Kerusakan itu membuat hasil tangkapan nelayan berkurang drastis. Kekurangan hasil tangkapan itu sampai 50 persen. “Kalau begitu, orang Vietnam melaut mengejar ikan mereka yang masuk ke Natuna, nelayan kita melaut ke Malaysia juga mengejar ikan kita yang lari dari Natuna,” katanya.

baca juga : KKP dan TNI AL Tangkap Kapal Ilegal, Nelayan Natuna Terus Menjerit

 

Seorang nelayan Natuna sedang menggunakan alat tangkap tradisional yait pancing ulur di Laut Natuna. Foto : Yoga Eka Sahputra/Mongabay Indonesia

 

Abu Hurairah salah seorang nelayan Natuna yang melaut di perairan lepas mengaku hasil tangkapannya terus berkurang. Ia mengatakan, hasil tangkapannya jauh berkurang sejak 2020 sampai sekarang. “Dulu saya tidak perlu pinjam duit untuk kuliahkan tiga orang anak saya, sekarang apa yang terjadi, pinjam sana pinjam sini, susahlah pokoknya,” kata Abu.

Abu juga pernah ditangkap Malaysia tetapi dirinya hanya ditegur dan disuruh kembali ke Natuna. “Kawan-kawan lain juga sering ditangkap Malaysia, untungnya hanya ikan yang disita setelah itu kembali ke Natuna,” katanya.

Begitu juga yang dikatakan Dedi, ia sudah beberapa kali diusir kapal patroli Malaysia ketika kedapatan melaut disana. “Yang namanya mencuri tidak betul, tetapi bagaimana lagi,” katanya

Menurunnya penangkapan tidak hanya dirasakan nelayan Natuna yang melaut ke perbatasan, tetapi juga dirasakan nelayan pesisir. Seperti yang dikatakan Miswandi, ia berhadapan dengan kapal purse seine atau lengkong. Kapal yang dimodali perusahaan besar itu melaut di pesisir Natuna. Sedangkan dirinya hanya menggunakan alat tangkap bagan.

Tiga tahun lalu kata Miswandi satu bagan bisa mendapatkan penghasilan Rp100 juta. Sekarang mencari Rp10 juta sudah susah. “Di masa buk Susi, satu kali bagan ditarik itu isinya bisa mencapai 200 kg sampai 1 ton-an, sekarang 60 kg paling banyak,” katanya.

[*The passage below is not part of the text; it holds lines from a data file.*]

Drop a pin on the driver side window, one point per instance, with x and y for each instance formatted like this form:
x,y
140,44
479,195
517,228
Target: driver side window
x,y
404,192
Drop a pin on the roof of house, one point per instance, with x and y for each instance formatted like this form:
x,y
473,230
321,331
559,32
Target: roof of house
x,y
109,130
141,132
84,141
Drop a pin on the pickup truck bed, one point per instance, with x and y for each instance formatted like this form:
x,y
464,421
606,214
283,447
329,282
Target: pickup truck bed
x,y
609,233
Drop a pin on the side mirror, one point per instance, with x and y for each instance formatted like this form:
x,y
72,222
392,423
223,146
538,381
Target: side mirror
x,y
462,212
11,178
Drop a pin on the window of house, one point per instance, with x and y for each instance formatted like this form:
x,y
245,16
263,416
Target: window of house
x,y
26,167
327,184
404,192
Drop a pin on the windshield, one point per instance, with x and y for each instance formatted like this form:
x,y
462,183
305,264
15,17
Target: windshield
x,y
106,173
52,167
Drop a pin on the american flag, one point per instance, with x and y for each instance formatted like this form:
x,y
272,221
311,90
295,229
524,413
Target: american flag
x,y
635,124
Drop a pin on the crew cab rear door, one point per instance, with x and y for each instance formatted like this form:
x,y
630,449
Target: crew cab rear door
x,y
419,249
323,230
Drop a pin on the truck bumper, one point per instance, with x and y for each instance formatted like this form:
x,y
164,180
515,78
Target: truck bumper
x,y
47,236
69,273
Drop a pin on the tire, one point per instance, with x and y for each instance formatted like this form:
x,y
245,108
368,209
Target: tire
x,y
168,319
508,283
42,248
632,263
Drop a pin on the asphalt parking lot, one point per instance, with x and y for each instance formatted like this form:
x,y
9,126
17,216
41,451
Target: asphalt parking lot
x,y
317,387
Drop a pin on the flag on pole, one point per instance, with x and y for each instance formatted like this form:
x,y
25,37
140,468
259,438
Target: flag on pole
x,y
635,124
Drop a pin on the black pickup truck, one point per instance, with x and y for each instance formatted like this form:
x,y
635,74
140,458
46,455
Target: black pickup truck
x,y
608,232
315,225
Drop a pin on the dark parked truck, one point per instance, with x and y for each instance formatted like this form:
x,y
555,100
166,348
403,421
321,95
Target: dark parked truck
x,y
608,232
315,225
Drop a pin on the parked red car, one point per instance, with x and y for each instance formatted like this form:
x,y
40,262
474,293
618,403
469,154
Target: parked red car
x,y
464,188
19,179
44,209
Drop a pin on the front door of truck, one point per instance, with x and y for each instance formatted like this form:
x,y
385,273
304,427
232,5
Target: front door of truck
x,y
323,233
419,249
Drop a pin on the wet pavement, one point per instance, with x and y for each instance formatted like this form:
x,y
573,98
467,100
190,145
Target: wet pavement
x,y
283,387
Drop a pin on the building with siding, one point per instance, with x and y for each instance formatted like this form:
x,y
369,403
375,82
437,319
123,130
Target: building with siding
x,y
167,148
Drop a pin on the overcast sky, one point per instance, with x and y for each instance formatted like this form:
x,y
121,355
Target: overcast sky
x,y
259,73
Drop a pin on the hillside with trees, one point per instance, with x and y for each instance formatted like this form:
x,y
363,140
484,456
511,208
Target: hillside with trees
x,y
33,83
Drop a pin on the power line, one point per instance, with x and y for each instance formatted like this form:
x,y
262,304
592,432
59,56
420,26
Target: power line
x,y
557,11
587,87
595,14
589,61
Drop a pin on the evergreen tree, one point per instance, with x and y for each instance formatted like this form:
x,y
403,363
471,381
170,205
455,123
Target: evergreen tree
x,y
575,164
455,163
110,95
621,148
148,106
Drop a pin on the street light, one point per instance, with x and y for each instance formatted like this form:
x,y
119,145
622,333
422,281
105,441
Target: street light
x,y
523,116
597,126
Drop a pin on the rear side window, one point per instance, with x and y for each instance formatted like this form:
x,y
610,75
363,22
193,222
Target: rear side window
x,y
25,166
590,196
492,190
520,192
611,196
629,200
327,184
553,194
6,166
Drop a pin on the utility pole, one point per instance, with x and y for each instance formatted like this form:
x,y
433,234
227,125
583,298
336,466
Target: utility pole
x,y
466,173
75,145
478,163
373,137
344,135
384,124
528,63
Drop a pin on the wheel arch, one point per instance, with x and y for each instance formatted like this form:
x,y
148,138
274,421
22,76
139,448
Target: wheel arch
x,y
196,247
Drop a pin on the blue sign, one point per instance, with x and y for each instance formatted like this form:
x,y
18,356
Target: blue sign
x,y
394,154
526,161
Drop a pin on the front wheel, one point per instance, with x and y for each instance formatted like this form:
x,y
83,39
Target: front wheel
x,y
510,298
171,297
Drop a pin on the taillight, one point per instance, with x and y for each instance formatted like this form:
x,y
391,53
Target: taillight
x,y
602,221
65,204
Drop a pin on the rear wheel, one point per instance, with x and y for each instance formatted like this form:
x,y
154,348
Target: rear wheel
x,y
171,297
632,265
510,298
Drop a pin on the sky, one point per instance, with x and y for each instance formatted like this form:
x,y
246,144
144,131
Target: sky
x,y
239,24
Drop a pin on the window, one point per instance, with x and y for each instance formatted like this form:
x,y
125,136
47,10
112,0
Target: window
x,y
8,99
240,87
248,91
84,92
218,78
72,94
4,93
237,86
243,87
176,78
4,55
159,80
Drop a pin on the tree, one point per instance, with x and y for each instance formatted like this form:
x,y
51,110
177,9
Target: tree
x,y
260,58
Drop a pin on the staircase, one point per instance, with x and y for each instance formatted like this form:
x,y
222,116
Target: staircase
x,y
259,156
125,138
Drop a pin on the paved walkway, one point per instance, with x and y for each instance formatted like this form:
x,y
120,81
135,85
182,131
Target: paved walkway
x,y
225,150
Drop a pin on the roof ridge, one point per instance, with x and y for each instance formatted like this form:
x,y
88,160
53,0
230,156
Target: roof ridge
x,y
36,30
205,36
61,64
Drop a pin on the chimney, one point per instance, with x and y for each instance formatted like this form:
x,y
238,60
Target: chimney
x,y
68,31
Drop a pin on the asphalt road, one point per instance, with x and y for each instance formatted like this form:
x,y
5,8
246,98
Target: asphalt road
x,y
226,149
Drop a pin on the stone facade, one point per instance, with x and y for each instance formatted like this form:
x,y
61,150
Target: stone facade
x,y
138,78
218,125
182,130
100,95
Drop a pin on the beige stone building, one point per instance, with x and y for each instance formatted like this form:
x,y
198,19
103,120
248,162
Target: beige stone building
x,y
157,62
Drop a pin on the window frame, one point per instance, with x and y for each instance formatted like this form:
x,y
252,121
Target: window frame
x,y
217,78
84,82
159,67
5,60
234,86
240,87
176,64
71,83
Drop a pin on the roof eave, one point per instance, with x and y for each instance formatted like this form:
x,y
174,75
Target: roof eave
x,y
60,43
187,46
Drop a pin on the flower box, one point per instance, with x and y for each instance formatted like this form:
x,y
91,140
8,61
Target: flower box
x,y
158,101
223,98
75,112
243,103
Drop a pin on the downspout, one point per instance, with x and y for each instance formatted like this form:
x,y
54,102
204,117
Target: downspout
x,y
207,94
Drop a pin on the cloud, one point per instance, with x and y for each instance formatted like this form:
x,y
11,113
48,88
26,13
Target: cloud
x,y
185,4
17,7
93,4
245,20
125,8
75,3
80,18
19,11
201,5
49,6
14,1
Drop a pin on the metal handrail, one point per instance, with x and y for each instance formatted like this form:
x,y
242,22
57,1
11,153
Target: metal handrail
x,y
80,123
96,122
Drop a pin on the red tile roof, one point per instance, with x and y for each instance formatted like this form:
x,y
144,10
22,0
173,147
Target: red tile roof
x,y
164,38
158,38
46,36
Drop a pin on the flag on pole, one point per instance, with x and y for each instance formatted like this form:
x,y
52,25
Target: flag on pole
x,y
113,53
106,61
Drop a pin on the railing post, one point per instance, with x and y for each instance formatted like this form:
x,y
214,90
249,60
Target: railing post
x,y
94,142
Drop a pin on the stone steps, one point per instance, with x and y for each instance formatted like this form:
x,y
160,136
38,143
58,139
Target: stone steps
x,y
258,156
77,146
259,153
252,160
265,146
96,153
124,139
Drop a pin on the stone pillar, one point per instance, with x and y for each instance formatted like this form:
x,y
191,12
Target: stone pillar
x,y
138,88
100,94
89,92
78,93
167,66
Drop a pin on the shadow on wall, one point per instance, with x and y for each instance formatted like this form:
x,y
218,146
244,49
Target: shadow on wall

baca : Cerita Nelayan Natuna, Terjepit Antara Kapal Cantrang dan Kapal Asing

 

Beberapa kapal nelayan bersandar disalah satu pelabuhan yang ada di Natuna. Foto : Yoga Eka Sahputra/Mongabay Indonesia

 

Pengamat menilai negara tidak memberikan akses kepada nelayan Natuna terhadap laut mereka sendiri. Pemerintah dianggap tidak mematuhi UU No.7/2016 tentang Perlindungan dan Pemberdayaan Nelayan. “Pemerintah harus mengembalikan laut Natuna untuk mereka. Nelayan punya kedaulatan yang dijamin oleh negara,” kata Sekjen Koalisi Rakyat untuk Keadilan Perikanan (KIARA) Susan Herawati belum lama ini.

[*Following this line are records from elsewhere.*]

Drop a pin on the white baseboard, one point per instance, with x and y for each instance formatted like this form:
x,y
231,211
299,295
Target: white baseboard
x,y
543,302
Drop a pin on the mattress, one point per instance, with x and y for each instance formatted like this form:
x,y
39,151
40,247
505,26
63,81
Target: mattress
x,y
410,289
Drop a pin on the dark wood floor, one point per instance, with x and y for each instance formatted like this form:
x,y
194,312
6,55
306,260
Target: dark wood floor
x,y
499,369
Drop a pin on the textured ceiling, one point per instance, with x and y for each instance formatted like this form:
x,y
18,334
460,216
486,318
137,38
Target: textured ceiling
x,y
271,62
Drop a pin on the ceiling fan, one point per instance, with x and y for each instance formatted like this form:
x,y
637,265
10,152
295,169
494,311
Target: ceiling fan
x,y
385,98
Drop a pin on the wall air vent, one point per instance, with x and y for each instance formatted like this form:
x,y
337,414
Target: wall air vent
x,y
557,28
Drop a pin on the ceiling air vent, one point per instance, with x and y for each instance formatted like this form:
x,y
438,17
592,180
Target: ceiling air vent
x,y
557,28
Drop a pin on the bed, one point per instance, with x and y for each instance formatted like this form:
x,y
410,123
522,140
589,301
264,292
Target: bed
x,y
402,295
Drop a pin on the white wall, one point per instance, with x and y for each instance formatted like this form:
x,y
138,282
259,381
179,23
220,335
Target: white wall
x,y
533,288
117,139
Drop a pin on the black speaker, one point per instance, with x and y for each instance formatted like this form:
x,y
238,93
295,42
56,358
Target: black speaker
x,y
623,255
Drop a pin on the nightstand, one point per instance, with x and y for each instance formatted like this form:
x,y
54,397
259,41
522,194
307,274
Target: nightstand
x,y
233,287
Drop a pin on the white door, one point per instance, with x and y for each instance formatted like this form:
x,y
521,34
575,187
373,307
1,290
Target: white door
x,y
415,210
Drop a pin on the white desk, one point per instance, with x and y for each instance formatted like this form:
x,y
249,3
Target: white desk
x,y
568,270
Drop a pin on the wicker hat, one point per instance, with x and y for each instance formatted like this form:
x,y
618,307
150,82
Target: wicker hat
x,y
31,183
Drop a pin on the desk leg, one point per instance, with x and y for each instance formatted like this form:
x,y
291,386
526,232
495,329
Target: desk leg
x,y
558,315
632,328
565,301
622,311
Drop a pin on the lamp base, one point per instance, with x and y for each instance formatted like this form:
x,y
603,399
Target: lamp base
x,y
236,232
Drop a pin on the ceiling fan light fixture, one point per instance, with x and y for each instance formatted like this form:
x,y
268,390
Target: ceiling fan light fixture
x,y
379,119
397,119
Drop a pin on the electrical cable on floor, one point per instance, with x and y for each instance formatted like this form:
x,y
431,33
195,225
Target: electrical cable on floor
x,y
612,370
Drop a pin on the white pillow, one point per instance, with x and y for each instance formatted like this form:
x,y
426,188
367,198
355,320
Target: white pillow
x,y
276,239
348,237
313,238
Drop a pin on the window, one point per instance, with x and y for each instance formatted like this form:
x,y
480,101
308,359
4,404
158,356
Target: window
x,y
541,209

Menurut Direktur Eksekutif Pusat Kajian Maritim untuk Kemanusiaan Abdul Halim penting bagi Dinas Kelautan dan Perikanan Kabupaten Natuna maupun Provinsi, melalui kejadian ini untuk berbenah diri, khususnya berkaitan dengan perlindungan dan pemberdayaan nelayan melaut di perairan perbatasan.

Selain itu juga penting pemerintah daerah memastikan kebutuhan dasar keluarga nelayan yang mendapatkan vonis di Malaysia bisa terpenuhi. “Dalam rangka memberikan perlindungan nelayan DKP Kabupaten atau Kota dan DKP Provinsi harus menggalakkan upaya sosialisasi mengenai tapal batas negara dan penambahan kelengkapan penanda tapal batas perairan Indonesia dan Malaysia,” katanya.

Sedangkan ditingkat pusat, KKP harus bekerja sama dengan Kemenlu bernegosiasi ulang dengan pemerintah Malaysia terkait dengan penanganan nelayan yang melintasi batas perairan kedua negara. “Supaya tujuan perlindungan dan pemberdayaan nelayan tadi tercapai,” pungkasnya.